Build the input workflow

clizbe commented 10 months ago

Build the basic input workflow from raw data to the model.

See discussion #288

Considerations

[x] TulipaEnergy/TulipaIO.jl#1
[x] What other data sources need to be supported?
[x] How to merge data from different sources?
[ ] How to handle different units in source data? -> waiting for UnitsJuMP.jl
[x] Do we need a local data store?
- DuckDB? (favoured)
- SQLite?
[ ] TulipaEnergy/TulipaEnergyModel.jl#415
[ ] TulipaEnergy/TulipaEnergyModel.jl#414
[ ] Specify solver specifications
- [x] common options
- [ ] options unique to specific solvers
[x] TulipaEnergy/TulipaEnergyModel.jl#295

Meta considerations
[ ] Do we need parallel execution of pipelines?
[ ] Maybe supporting parallel jobs with shared inputs is sufficient

Capabilities/Usability requirements

[ ] able to visualise and inspect input/intermediate datasets
[ ] Scenario building
- [ ] change (enable/disable/limit) capacities
- [ ] easily specify scenario parameters for multiple scenarios
- need examples
- probably needs some kind of filter-and-apply API
- should be code, not config
[ ] run model unattended on a server/cluster
[ ] ability to compare & inspect multiple runs (e.g. different scenarios)

Related Issues

[x] TulipaEnergy/TulipaEnergyModel.jl#89

WHAT WE WANT Build the network once (in a while) Use draft networks to build new networks Sufficient flexibility for ad-hoc code for experimentation Definition of temporal stuff Definition of scenarios (what is included here?) Scope: just model or parts of pipeline (which parts?) Definition of solver specifications Be able to mix data sources (ESDL + ENTSO-E for example) Self-hosted Tulipa database (in case sources change/vanish, & reduce re-pulling/processing data) Export ESDL to simplified representation that is compatible with Tulipa

abelsiqueira commented 10 months ago

Does this includes the representative periods and the assets and flows partitions, or is it just for the data sources?

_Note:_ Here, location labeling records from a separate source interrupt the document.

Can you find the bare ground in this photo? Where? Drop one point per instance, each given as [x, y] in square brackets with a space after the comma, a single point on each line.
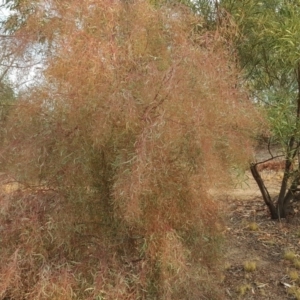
[275, 277]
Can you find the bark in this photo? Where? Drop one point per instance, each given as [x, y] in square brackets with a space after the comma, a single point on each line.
[265, 194]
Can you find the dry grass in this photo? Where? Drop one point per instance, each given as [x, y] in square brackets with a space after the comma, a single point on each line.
[250, 266]
[116, 151]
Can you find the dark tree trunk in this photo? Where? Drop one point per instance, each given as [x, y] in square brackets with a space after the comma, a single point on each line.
[264, 192]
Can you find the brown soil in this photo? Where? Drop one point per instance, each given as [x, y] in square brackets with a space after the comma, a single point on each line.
[265, 245]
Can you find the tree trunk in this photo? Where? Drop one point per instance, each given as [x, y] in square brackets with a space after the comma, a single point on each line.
[265, 194]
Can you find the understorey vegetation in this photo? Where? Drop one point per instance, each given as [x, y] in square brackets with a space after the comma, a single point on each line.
[108, 158]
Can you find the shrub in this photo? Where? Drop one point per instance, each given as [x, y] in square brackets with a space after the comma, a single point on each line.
[135, 121]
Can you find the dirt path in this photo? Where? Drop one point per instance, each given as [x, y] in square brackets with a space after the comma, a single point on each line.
[256, 242]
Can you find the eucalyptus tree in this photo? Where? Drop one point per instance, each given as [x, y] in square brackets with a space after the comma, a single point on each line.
[267, 39]
[118, 147]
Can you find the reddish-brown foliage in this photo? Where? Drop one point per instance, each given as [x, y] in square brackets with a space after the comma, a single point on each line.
[135, 121]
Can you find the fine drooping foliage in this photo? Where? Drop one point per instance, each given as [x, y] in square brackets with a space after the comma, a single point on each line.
[267, 40]
[136, 118]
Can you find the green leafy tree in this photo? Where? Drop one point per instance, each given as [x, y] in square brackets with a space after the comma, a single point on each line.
[135, 121]
[267, 41]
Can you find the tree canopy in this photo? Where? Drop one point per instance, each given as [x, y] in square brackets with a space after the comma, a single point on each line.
[136, 118]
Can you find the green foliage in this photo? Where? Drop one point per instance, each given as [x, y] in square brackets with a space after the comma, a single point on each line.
[115, 153]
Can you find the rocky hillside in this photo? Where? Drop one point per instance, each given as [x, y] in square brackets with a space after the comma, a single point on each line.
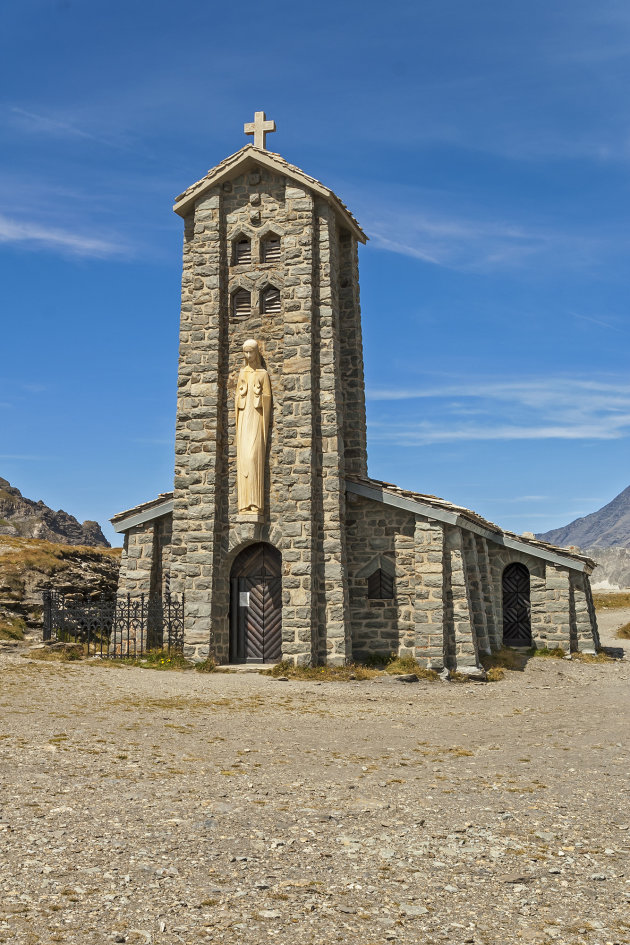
[29, 565]
[29, 519]
[613, 568]
[609, 527]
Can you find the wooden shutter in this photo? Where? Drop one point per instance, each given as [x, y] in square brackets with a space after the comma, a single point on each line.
[271, 301]
[242, 251]
[241, 304]
[380, 586]
[271, 249]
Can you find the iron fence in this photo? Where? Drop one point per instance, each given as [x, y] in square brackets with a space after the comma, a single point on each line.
[121, 627]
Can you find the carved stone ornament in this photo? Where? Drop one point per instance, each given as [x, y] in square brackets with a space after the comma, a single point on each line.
[253, 412]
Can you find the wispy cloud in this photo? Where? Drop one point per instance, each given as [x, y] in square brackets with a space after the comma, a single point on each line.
[45, 124]
[36, 235]
[532, 409]
[470, 243]
[601, 322]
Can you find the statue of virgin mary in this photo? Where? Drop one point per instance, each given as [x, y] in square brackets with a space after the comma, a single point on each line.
[253, 409]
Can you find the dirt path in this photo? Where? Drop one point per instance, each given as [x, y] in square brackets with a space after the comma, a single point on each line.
[173, 807]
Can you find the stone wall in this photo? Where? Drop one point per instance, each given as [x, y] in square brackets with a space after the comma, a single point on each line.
[145, 560]
[562, 614]
[374, 531]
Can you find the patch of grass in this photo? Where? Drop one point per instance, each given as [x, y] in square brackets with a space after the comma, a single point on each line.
[151, 659]
[208, 666]
[69, 653]
[611, 601]
[321, 673]
[600, 657]
[47, 557]
[495, 674]
[554, 653]
[12, 628]
[402, 665]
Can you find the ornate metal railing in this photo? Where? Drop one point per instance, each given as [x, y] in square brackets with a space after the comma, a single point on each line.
[122, 627]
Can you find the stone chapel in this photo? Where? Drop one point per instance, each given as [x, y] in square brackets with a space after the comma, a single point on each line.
[283, 545]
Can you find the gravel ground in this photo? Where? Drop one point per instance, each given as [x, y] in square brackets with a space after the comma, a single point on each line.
[140, 806]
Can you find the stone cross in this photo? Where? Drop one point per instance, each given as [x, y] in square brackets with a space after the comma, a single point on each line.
[259, 128]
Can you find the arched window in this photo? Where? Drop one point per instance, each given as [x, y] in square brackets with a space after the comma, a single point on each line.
[271, 300]
[380, 585]
[241, 304]
[270, 249]
[242, 251]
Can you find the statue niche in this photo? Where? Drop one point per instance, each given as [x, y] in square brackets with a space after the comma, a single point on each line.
[253, 410]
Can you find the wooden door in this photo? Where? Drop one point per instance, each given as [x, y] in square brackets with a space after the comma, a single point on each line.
[517, 627]
[256, 606]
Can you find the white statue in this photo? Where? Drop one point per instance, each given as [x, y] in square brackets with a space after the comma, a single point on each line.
[253, 409]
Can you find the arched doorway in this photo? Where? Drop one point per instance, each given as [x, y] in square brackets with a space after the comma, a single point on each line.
[517, 624]
[256, 605]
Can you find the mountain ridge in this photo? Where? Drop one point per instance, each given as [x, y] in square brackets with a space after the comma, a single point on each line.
[25, 518]
[608, 527]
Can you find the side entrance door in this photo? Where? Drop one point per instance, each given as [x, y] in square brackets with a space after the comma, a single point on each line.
[517, 624]
[256, 605]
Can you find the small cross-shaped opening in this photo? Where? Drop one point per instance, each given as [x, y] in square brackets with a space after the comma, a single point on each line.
[271, 302]
[241, 304]
[242, 251]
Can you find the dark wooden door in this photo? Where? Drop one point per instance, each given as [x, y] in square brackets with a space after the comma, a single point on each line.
[256, 606]
[517, 625]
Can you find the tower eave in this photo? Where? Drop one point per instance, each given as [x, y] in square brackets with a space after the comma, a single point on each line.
[249, 156]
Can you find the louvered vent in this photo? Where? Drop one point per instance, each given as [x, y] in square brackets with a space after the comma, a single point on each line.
[380, 586]
[271, 300]
[242, 251]
[271, 249]
[241, 304]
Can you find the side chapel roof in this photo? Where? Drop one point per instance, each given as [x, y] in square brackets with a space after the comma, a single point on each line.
[457, 514]
[388, 493]
[239, 162]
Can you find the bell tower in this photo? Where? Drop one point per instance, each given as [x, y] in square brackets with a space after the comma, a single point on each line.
[270, 256]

suvayu commented 10 months ago

The representative period comes from an algorithm, so that should be included, but optionally. A scenario might not require the algorithm, and use fixed periods instead, or the case where the algorithm has run once, and the input hasn't changed, then it need not run again.

As for the flow partitions, aren't they derivable from the profiles? If so, then that would also be along the lines of "compute if input changes".

clizbe commented 10 months ago

@Lokkij I tagged you on this one too if you're interested. You're of course our source for ESDL knowledge but I thought you might also be interested in this stuff. :)

suvayu commented 10 months ago

Is it possible to filter out attributes not used in Tulipa when exporting ESDL to JSON?

I thought we decided against this because that would be a choice on the Tulipa side and not the ESDL side?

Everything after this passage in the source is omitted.